"He has nothing else to do," said Alice, carelessly. "Here he is. He
has picked out a capital horse for us, too."
Meanwhile, Mellish had been dragged from beneath the train and
seated on the knee of one of his companions. He was in a stupor, and
had a large lump on his brow. His eye was almost closed. The man
with the crushed nose now showed himself an expert surgeon. While
Cashel supported the patient on the knee of another man, and the
rest of the party kept off the crowd by mingled persuasion and
violence, he produced a lancet and summarily reduced the swelling by
lancing it. He then dressed the puncture neatly with appliances for
that purpose which he carried about him, and shouted in Mellish's
ear to rouse him. But the trainer only groaned, and let his head
drop inert on his breast. More shouting was resorted to, but in
vain. Cashel impatiently expressed an opinion that Mellish was
shamming, and declared that he would not stand there to be fooled
with all the evening.
"If he was my pal 'stead o' yours," said the man with the broken
nose, "I'd wake him up fast enough."
"I'll save you the trouble," said Cashel, coolly stooping and
seizing between his teeth the cartilage of the trainer's ear.

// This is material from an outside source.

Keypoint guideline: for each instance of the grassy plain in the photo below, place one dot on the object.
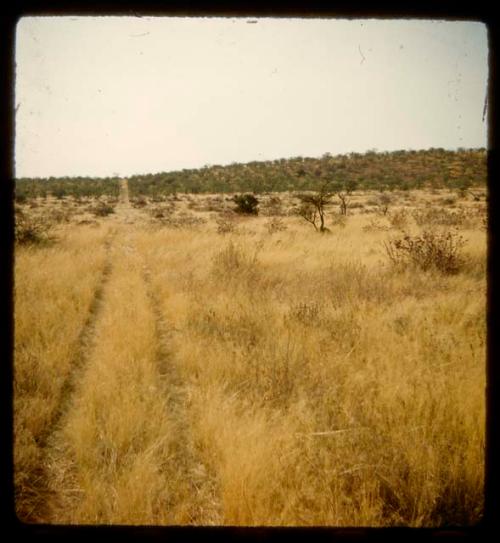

"That's the way to do it," said the other, approvingly, as Mellish
screamed and started to his feet. "Now, then. Up with you."
He took Mellish's right arm, Cashel took the left, and they brought
him away between them without paying the least heed to his tears,
his protestations that he was hurt, his plea that he was an old man,
or his bitter demand as to where Cashel would have been at that
moment without his care.
Lord Worthington had taken advantage of this accident to slip away
from his travelling companions and drive alone to his lodgings in
Jermyn Street. He was still greatly excited; and when his valet, an
old retainer with whom he was on familiar terms, brought him a
letter that had arrived during his absence, he asked him four times
whether any one had called, and four times interrupted him by scraps
of information about the splendid day he had had and the luck he was
in.
"I bet five hundred even that it would be over in a quarter of an
hour; and then I bet Byron two hundred and fifty to one that it
wouldn't. That's the way to doit; eh, Bedford? Catch Cashel letting
two hundred and fifty slip through his fingers! By George, though,
he's an artful card. At the end of fourteen minutes I thought my
five hundred was corpsed. The Dutchman was full of fight; and Cashel
suddenly turned weak and tried to back out of the rally. You should
have seen the gleam in the Dutchman's eye when he rushed in after
him. He made cock-sure of finishing him straight off."